When a plug is used, it must be reinforced by an onlay patch. The procedure may be done under local or regional anesthesia.

Documentation Basics

  • Findings

  • Presence of incarceration

  • Presence of strangulation

  • Type of mesh used and exact details of placement and fixation

Operative Technique

Incision

Center a small skin line or nearly transverse incision over the medial third of the inguinal ligament and external inguinal ring (see Fig. 100.1a).

Dissection and Identification of Direct and Indirect Sacs

The groin structures are exposed and the external oblique aponeurosis is identified as described in earlier chapters.

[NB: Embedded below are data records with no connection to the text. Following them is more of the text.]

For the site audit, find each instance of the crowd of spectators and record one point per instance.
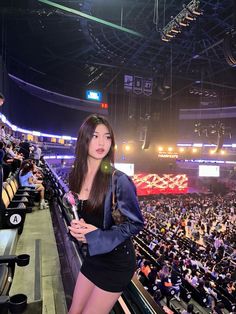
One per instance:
(193, 240)
(22, 157)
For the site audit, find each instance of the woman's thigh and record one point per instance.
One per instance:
(101, 301)
(82, 292)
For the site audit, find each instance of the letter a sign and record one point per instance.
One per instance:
(15, 219)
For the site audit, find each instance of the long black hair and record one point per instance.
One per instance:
(80, 168)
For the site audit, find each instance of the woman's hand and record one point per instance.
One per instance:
(79, 228)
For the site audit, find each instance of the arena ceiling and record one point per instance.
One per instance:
(62, 41)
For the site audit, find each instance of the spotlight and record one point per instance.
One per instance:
(182, 19)
(127, 148)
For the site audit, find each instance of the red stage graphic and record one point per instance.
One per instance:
(148, 184)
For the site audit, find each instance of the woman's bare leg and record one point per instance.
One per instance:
(82, 292)
(100, 301)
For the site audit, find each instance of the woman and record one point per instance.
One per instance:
(26, 178)
(110, 262)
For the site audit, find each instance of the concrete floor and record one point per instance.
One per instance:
(38, 226)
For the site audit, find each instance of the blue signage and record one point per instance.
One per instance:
(93, 95)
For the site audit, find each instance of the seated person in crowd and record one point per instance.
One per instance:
(27, 178)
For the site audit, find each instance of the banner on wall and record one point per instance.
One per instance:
(150, 184)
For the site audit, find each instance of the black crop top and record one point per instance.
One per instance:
(93, 217)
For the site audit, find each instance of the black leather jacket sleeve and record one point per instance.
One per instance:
(103, 241)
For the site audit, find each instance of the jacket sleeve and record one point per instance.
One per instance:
(103, 241)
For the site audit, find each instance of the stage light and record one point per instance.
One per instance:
(182, 19)
(190, 18)
(183, 23)
(127, 148)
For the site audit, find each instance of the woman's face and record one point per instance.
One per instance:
(100, 143)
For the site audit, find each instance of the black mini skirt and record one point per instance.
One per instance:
(112, 271)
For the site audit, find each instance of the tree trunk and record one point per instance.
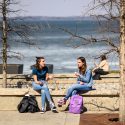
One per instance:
(4, 40)
(122, 63)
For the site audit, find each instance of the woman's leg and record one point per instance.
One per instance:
(47, 93)
(43, 95)
(77, 87)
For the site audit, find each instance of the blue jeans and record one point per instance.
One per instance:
(44, 92)
(75, 88)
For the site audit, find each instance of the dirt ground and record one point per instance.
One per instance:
(99, 119)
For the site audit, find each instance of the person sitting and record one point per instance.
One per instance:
(84, 81)
(40, 77)
(101, 69)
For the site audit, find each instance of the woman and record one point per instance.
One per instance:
(84, 81)
(101, 69)
(40, 76)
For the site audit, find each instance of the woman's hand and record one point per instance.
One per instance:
(39, 82)
(77, 74)
(81, 83)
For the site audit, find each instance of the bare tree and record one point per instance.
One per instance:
(9, 26)
(122, 63)
(4, 40)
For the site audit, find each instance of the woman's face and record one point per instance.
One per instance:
(42, 62)
(79, 63)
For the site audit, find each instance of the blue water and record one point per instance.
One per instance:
(59, 48)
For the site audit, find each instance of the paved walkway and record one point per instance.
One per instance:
(49, 118)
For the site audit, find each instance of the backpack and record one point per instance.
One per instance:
(28, 104)
(76, 104)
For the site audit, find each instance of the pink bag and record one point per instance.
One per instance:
(76, 104)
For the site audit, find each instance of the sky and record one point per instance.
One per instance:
(57, 8)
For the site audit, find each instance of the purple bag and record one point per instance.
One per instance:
(76, 104)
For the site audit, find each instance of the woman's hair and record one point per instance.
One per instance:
(83, 68)
(103, 57)
(38, 59)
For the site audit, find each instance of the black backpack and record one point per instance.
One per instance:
(28, 104)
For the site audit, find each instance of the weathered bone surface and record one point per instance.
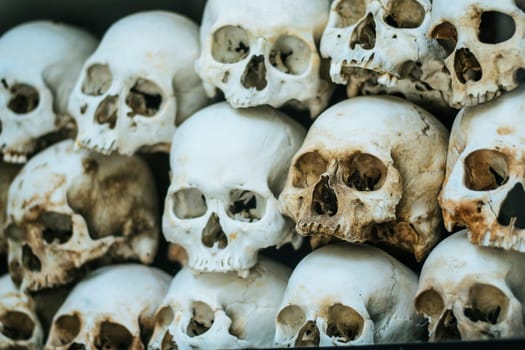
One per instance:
(139, 84)
(265, 52)
(19, 325)
(111, 308)
(39, 64)
(469, 292)
(343, 295)
(484, 184)
(484, 45)
(228, 167)
(213, 310)
(370, 169)
(70, 208)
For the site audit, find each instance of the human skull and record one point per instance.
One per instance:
(213, 310)
(139, 84)
(343, 295)
(39, 64)
(19, 324)
(484, 45)
(264, 52)
(112, 308)
(370, 169)
(470, 292)
(484, 184)
(71, 209)
(228, 167)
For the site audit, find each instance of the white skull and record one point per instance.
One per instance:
(370, 169)
(221, 310)
(39, 64)
(343, 294)
(70, 209)
(112, 308)
(228, 167)
(484, 183)
(264, 52)
(469, 292)
(19, 325)
(139, 84)
(484, 45)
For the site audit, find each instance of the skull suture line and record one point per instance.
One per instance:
(228, 167)
(264, 52)
(139, 84)
(370, 169)
(68, 209)
(39, 64)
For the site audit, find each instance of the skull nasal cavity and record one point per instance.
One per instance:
(511, 211)
(254, 75)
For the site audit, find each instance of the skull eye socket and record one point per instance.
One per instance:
(97, 80)
(487, 304)
(24, 99)
(290, 55)
(246, 206)
(404, 14)
(230, 44)
(429, 303)
(307, 169)
(189, 203)
(486, 170)
(364, 172)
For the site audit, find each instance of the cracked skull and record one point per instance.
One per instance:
(228, 167)
(366, 298)
(68, 210)
(39, 64)
(266, 52)
(112, 308)
(138, 85)
(370, 169)
(469, 292)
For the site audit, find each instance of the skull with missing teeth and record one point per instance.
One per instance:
(228, 167)
(138, 85)
(264, 52)
(39, 64)
(69, 209)
(370, 169)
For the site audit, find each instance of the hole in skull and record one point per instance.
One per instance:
(308, 335)
(486, 170)
(511, 210)
(364, 172)
(230, 44)
(446, 35)
(106, 112)
(487, 304)
(64, 330)
(113, 336)
(364, 34)
(212, 233)
(246, 206)
(24, 99)
(254, 75)
(16, 325)
(324, 199)
(202, 319)
(144, 98)
(349, 12)
(404, 14)
(467, 66)
(97, 80)
(290, 55)
(189, 203)
(495, 27)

Incise the external oblique aponeurosis in the direction of its fibers, preserving the ilioinguinal nerve (see Fig. 100.3). Encircle the cord and its posterior mesentery (which contains the genitofemoral nerve) (see Fig. 100.5). Perform just enough dissection to encircle the cord. Do not divide the cremaster muscle. Simply incise it in the direction of its fibers to allow careful inspection of the cord structures (see Fig. 100.4).

An indirect sac, if present, is found anteromedial to the cord structures. Trace the cord structures back to the internal ring, with the cord on traction to ensure that the leading edge of any indirect sac is seen. Visualization of the peritoneal lappet, a crescentic thickening of normal peritoneum created by traction on the cord, is positive proof that adequate dissection had been performed.

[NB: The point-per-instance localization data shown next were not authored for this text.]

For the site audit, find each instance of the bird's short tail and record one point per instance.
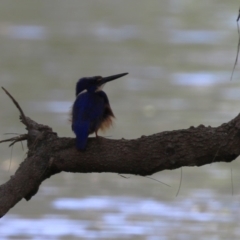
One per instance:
(81, 130)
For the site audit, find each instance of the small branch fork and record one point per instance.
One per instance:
(48, 154)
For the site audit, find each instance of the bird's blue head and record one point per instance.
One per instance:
(93, 84)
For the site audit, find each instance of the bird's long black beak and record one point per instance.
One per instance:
(111, 78)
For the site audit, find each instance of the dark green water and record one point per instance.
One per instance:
(179, 55)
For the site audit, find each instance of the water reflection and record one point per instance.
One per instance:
(121, 217)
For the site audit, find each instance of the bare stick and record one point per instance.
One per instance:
(179, 184)
(236, 60)
(19, 108)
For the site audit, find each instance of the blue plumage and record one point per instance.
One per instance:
(91, 110)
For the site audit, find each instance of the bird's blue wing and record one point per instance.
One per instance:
(86, 116)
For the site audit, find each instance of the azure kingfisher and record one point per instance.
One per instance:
(91, 110)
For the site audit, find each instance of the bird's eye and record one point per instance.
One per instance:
(98, 78)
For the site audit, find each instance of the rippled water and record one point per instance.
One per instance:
(179, 56)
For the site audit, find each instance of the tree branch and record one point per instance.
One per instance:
(48, 155)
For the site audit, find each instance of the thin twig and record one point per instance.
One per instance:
(15, 139)
(179, 184)
(232, 181)
(19, 108)
(236, 60)
(157, 181)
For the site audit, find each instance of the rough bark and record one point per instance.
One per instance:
(48, 154)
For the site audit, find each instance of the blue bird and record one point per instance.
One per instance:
(91, 110)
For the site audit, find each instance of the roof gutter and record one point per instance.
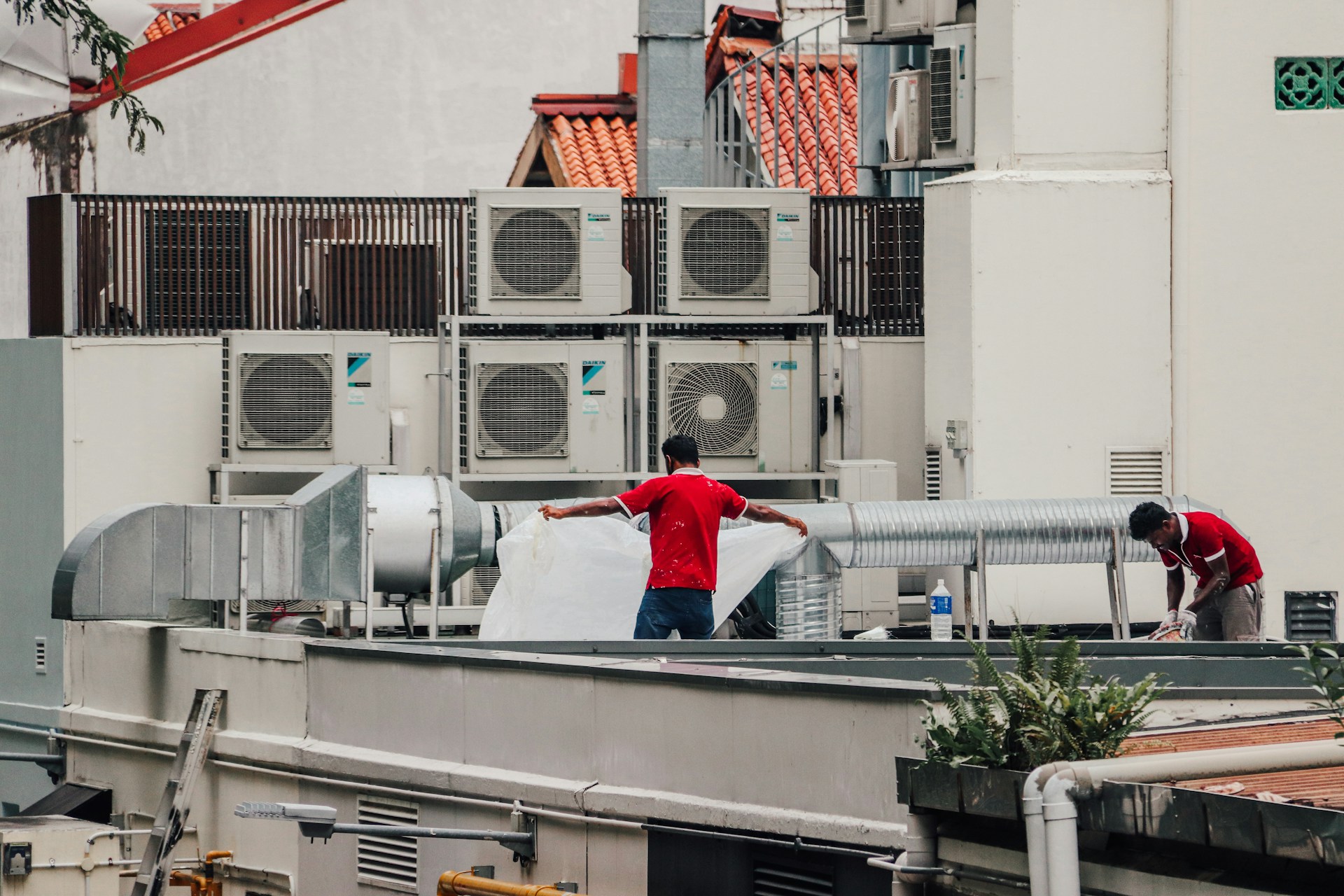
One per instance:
(1051, 794)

If an indirect hernia sac is found, separate it from the cord structures all the way to the internal ring. This high dissection allows the sac to be simply inverted into the peritoneum.

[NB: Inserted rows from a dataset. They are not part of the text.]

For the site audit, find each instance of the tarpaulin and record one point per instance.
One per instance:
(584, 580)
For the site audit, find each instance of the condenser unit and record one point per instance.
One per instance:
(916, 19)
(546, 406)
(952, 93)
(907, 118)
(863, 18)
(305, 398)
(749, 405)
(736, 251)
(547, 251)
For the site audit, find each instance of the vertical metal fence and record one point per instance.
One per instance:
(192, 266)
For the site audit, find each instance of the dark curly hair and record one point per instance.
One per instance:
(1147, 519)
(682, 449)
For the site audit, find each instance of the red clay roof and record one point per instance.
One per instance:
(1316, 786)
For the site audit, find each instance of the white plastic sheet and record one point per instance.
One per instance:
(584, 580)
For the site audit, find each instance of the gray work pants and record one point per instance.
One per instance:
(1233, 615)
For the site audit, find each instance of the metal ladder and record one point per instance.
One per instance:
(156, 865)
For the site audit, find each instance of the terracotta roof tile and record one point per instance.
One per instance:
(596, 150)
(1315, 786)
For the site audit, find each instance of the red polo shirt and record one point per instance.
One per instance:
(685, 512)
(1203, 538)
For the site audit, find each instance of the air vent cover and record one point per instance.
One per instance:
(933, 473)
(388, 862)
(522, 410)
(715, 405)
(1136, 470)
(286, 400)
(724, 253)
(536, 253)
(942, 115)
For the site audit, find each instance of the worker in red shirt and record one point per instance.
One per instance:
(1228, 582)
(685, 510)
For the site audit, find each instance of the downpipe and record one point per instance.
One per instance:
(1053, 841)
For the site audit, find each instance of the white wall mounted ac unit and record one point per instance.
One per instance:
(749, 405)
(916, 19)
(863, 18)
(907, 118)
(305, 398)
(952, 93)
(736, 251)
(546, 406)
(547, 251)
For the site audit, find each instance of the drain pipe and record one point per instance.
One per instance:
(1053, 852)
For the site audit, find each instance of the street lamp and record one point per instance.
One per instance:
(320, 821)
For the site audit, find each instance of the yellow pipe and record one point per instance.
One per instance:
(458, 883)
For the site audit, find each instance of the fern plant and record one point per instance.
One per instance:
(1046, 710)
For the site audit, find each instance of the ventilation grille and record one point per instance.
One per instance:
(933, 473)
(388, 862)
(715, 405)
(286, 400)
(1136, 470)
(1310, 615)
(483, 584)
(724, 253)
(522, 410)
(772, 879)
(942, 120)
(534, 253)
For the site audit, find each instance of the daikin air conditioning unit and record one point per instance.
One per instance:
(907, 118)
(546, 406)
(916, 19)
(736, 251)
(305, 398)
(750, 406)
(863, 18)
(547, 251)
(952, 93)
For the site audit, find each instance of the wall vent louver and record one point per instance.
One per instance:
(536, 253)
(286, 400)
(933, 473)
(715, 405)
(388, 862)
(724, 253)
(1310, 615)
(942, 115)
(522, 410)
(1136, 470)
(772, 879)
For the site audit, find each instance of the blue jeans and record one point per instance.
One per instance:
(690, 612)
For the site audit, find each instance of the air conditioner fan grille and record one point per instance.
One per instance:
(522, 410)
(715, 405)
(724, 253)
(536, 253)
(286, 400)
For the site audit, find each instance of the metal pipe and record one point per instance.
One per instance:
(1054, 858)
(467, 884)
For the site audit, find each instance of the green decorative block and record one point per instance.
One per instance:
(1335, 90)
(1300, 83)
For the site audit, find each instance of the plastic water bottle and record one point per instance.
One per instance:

Assess the strength of the floor of the inguinal canal by palpation. If a direct hernial defect is present, circumferentially incise the fascial defect with electrocautery and reduce the hernia with the attached portion of sac into the preperitoneal space.

Placement of Plug

Insert the preformed plug, pointed end first, into the internal ring of an indirect hernia or the fascial defect of a direct hernia so the petals unfold under the fascia and anchor it in place (Fig. 102.1). Occasionally, a direct hernial defect is so large two plugs, sutured together side by side, must be used to reduce it. Ask the patient to cough and assess the stability of the plug placement. Anchor the plug with three of four simple interrupted sutures of 3-0 PG placed to the inner aspects of the petals (Fig. 102.2), which allows the plug to expand behind the fascia and buttress the defect.

figure 1

Fig. 102.1

figure 2

Fig. 102.2

Placement of Onlay Patch

Insert the precut patch so it covers the floor of the canal with the cord coming through the hole and the incision and tails of the mesh extending lateral to the internal ring (Figs. 102.3 and 102.4). It should lie in a flat, stable position covering the floor of the inguinal canal and the plug (Fig. 102.5). Secure it in position with several interrupted sutures of 3-0 PG. Because the plug forms the primary strength layer of this repair, it is necessary to suture the patch in only a few places to ensure that it remains in the proper location until tissue ingrowth occurs. We tend to place sutures medially to the pubic tubercle, laterally to secure the two tails together and tack the lateral part to the aponeurosis of the internal oblique muscle, inferiorly to the inguinal ligament, and superiorly to the conjoint tendon.

figure 3

Fig. 102.3

figure 4

Fig. 102.4

figure 5

Fig. 102.5

Closure

  • Close the external oblique and remaining layers in the usual fashion.

Postoperative Care

  • Patients are allowed to lift up to 25 lb immediately. They may resume heavy manual labor after 2 weeks.

Complications

  • Infection has been rare in most series.

  • Mesh migration into adjacent structures (femoral vein, spermatic cord), a theoretic concern, has not proven to be a significant problem. Rutkow and Robbins, in a 1998 review, were unable to find any documented cases.